Из фартука достала кубик рафинаду, во рту расхрумкала, переслюнив, отплюнула в бачок.
– Чего ты делаешь-то, ба?
– Чаво… Потравку. Из всех щелей ползут, трушáт доску́. У пряников пакет не открывала, смотрю, а там уже заразные они. И как прогрызлись – бох их знать, дом из-под ни`зов подкопали, твари, и так-то рухнеть скоро дом…
И чтоб не рухнул дом, посыпала крыльцо потравкой сахара и борной кислоты. Потравку тут же облепили муравьи.
– И что им будет?
– Им вернее смерти неть. Полягуть. Ищё вон Зинка говорить, что манкой можно их потравкать, да манка вся, поели манку, Петь. Поедем в город, не забудь напомнить мне…
– Как манкой, баб?
– Да как… Просыплем маночкой, пожруть, она разбухнеть в них, и лопнуть, осподи прости… Напомни, Петя, манки-то купить.
Досады тень сошла с её лица, поплёвывая сахар на заман, она довольно улыбалась, ступенями, подолом сарафана бежали и бежали муравьи.
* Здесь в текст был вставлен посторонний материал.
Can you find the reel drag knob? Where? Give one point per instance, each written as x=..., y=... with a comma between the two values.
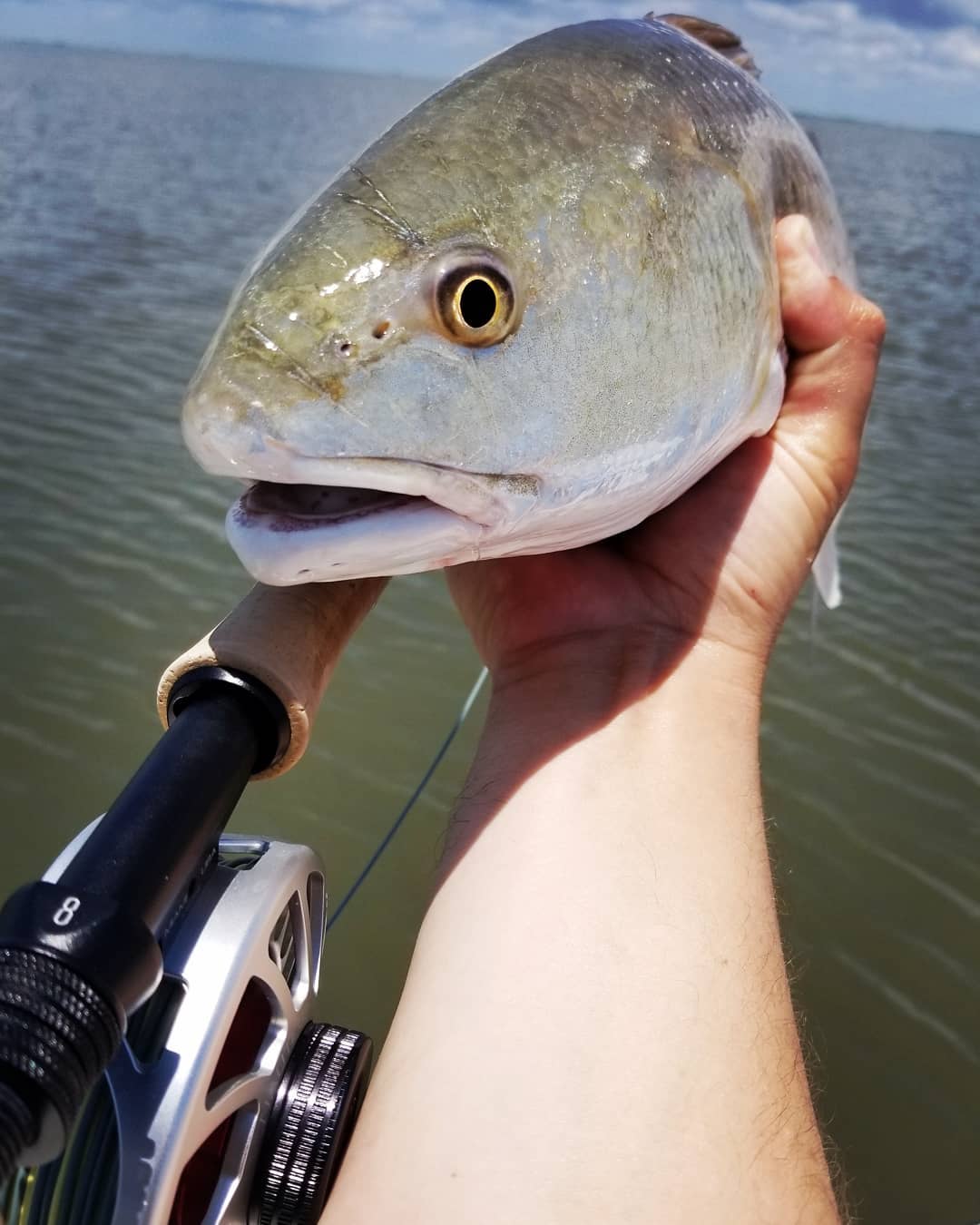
x=311, y=1121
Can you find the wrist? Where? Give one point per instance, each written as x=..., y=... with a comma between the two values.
x=603, y=672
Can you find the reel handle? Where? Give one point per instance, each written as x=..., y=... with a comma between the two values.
x=287, y=637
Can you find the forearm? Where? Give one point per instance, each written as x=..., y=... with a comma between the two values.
x=597, y=1023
От солнца чернота в окне пустой светилась, как будто лампу в комнате покойника зажгли, усыпанная мелким гравушком притычка, корявый яблоневый ствол, облитая огнём полуденным вершина, тропинка да калитки, и за ней…
День ликовал. В полуденном свету сверкали грозди алые смородин, равнинной глубиной тянулась неба синева. По дачным линиям, в эмалированных тазах густел медовым дёгтем вар варёный, за полем в раскалённом зное выкипали облачка, курился торф, искали вдоль плетней тени́ собаки, но тени нет – повсюду свет.
Под кривенькой стеной щербатого забора пестреет пышный сад, её роскошные цветы с бесчисленным разнообразием оттенков, и между листьев вспышкой солнца там и тут – в четыре края крест, восход-закат, закат-рассвет.
– Осподень рай. Осподне лето…
Она сажала и поила, и рыхлила, за каждой клумбой, стебельком следил привычный, цепкий, счёткий глаз, и муравьё, тварьё и татарьё, ползло из всех щелей, из-под земли, трухля кору и подрывая корни, кормилось и поилось, и губило взращенный любовно, подобно Божьему творенью, сад.
«Вернее смерти, Петька, неть. Посыплем маночкой, они пожруть на жадность, манка-то разбухнить в их, полопается тварь. Напомни манки-то купить…»
Под низким косяком двери – мушиной ленты липкий шорох в волосах, в прохладных сумерках беседки батареи пузырьков, бутылок-склянок: яичной скорлупы, гашёной извести, золы толчёный порошок, коробка соли, соды, марганцовки пузырёк, суперфосфат, крысиный яд и ужас банки щáвельных жуков с следами детских пальцев в копоти эмали.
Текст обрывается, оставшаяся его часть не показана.